Один за другим мастера исполняли свою песнь — всякая была в своем роде превосходна. Нетрудно было догадаться, что каждый делает все для того, чтобы превзойти своих предшественников. А поскольку никому это не удалось и никак нельзя было решить, чья же песнь была наилучшей и самой прекрасной, то графиня Матильда все же склонилась с венком в руках в сторону Вольфрамба фон Эшинбаха; венок этот она так и держала в руках, чтобы наградить им победителя. Но тут Генрих фон Офтердинген вскочил с места, темные глаза его горели диким огнем, быстро вышел он на средину лужайки, порыв ветра сорвал с его головы берет, волосы разметались по лбу, а лоб его был бледен, словно у мертвеца.
— Остановитесь, — вскричал он что было мочи, — остановитесь! Еще никто не победил! Моя очередь петь, а потом пусть ландграф решает, кому присудить венок.

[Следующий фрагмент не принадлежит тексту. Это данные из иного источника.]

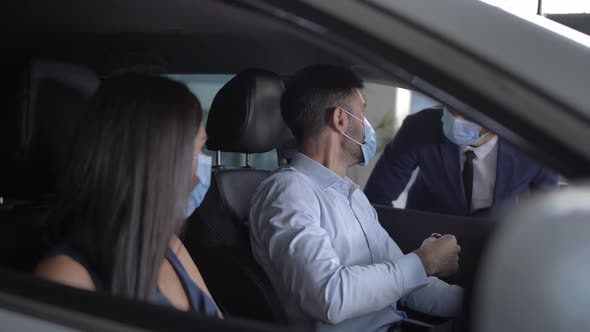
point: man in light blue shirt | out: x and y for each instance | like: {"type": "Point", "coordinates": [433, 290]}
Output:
{"type": "Point", "coordinates": [315, 233]}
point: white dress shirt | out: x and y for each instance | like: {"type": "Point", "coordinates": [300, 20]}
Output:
{"type": "Point", "coordinates": [484, 172]}
{"type": "Point", "coordinates": [333, 266]}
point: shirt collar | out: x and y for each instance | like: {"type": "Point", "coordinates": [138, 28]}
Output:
{"type": "Point", "coordinates": [322, 175]}
{"type": "Point", "coordinates": [483, 150]}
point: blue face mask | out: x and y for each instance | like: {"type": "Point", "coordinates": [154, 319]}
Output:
{"type": "Point", "coordinates": [204, 177]}
{"type": "Point", "coordinates": [460, 132]}
{"type": "Point", "coordinates": [369, 147]}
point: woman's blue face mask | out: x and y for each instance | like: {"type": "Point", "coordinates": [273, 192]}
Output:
{"type": "Point", "coordinates": [459, 131]}
{"type": "Point", "coordinates": [204, 181]}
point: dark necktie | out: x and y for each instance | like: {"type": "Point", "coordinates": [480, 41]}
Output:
{"type": "Point", "coordinates": [468, 177]}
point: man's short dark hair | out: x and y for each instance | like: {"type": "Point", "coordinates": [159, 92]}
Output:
{"type": "Point", "coordinates": [311, 96]}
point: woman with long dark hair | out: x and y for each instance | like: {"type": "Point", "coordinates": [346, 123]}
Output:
{"type": "Point", "coordinates": [136, 171]}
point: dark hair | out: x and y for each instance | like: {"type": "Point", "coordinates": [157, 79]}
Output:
{"type": "Point", "coordinates": [127, 184]}
{"type": "Point", "coordinates": [312, 94]}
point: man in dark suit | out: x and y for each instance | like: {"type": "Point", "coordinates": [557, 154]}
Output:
{"type": "Point", "coordinates": [464, 169]}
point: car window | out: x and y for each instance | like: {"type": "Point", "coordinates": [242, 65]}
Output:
{"type": "Point", "coordinates": [205, 87]}
{"type": "Point", "coordinates": [387, 108]}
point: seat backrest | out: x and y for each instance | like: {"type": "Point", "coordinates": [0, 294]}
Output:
{"type": "Point", "coordinates": [51, 97]}
{"type": "Point", "coordinates": [534, 273]}
{"type": "Point", "coordinates": [245, 117]}
{"type": "Point", "coordinates": [49, 109]}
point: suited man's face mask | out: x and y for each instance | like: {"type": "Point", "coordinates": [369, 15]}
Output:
{"type": "Point", "coordinates": [460, 131]}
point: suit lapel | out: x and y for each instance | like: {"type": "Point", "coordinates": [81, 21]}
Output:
{"type": "Point", "coordinates": [504, 170]}
{"type": "Point", "coordinates": [452, 166]}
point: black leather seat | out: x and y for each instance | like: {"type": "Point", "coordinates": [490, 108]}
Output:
{"type": "Point", "coordinates": [51, 95]}
{"type": "Point", "coordinates": [245, 117]}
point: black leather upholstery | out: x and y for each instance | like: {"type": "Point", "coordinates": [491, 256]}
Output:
{"type": "Point", "coordinates": [47, 111]}
{"type": "Point", "coordinates": [53, 94]}
{"type": "Point", "coordinates": [245, 117]}
{"type": "Point", "coordinates": [245, 114]}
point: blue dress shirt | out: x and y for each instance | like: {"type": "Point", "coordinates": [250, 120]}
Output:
{"type": "Point", "coordinates": [332, 264]}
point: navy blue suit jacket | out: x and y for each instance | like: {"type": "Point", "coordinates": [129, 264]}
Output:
{"type": "Point", "coordinates": [420, 142]}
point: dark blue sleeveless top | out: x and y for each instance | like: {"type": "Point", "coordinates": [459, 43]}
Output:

Тут, никто не заметил как, в руках его оказалась лютня удивительной формы, на вид прямо-таки застывшее, наводящее ужас тело животного. И тут он принялся так колотить по струнам лютни, что и по самому дальнему лесу пошло грохотать… А потом громогласно запел. Песнь его прославляла чужеземного короля — этот король будто бы сильнее всех государей, и все другие государи и все мастера-певцы, чтобы не опозориться совсем и окончательно, должны поскорей присягнуть ему на верность. Посреди пения раздавались порой какие-то резкие воющие звуки. С гневом смотрел ландграф Герман на обезумевшего певца. Тут все остальные мастера дружно поднялись с своих сидений и затянули общую песнь. Голос Офтердингена должен был бы потонуть в их пении, но нет, все сильнее и сильнее бил он по струнам лютни, но наконец, издав ужасающий вопль, они лопнули. И вдруг вместо лютни в руках Офтердингена перед ним стояла ужасная, мрачная фигура — певец готов был упасть на землю, но страшный человек поддержал его и поднял на воздух. Песнь мастеров растаяла в отзвуках эхо, тяжелый туман мгновенно заполонил лужайку и лес, все погрузилось в глухую ночь. Но тут из глубины вдруг поднялась ярко светящая звезда, распространявшая окрест молочно-белое сияние, и она поднялась и пошла своим путем по небу, а за нею на блиставших светом облаках потянулись мастера, распевая свою песнь и нежно бряцая на струнах арф.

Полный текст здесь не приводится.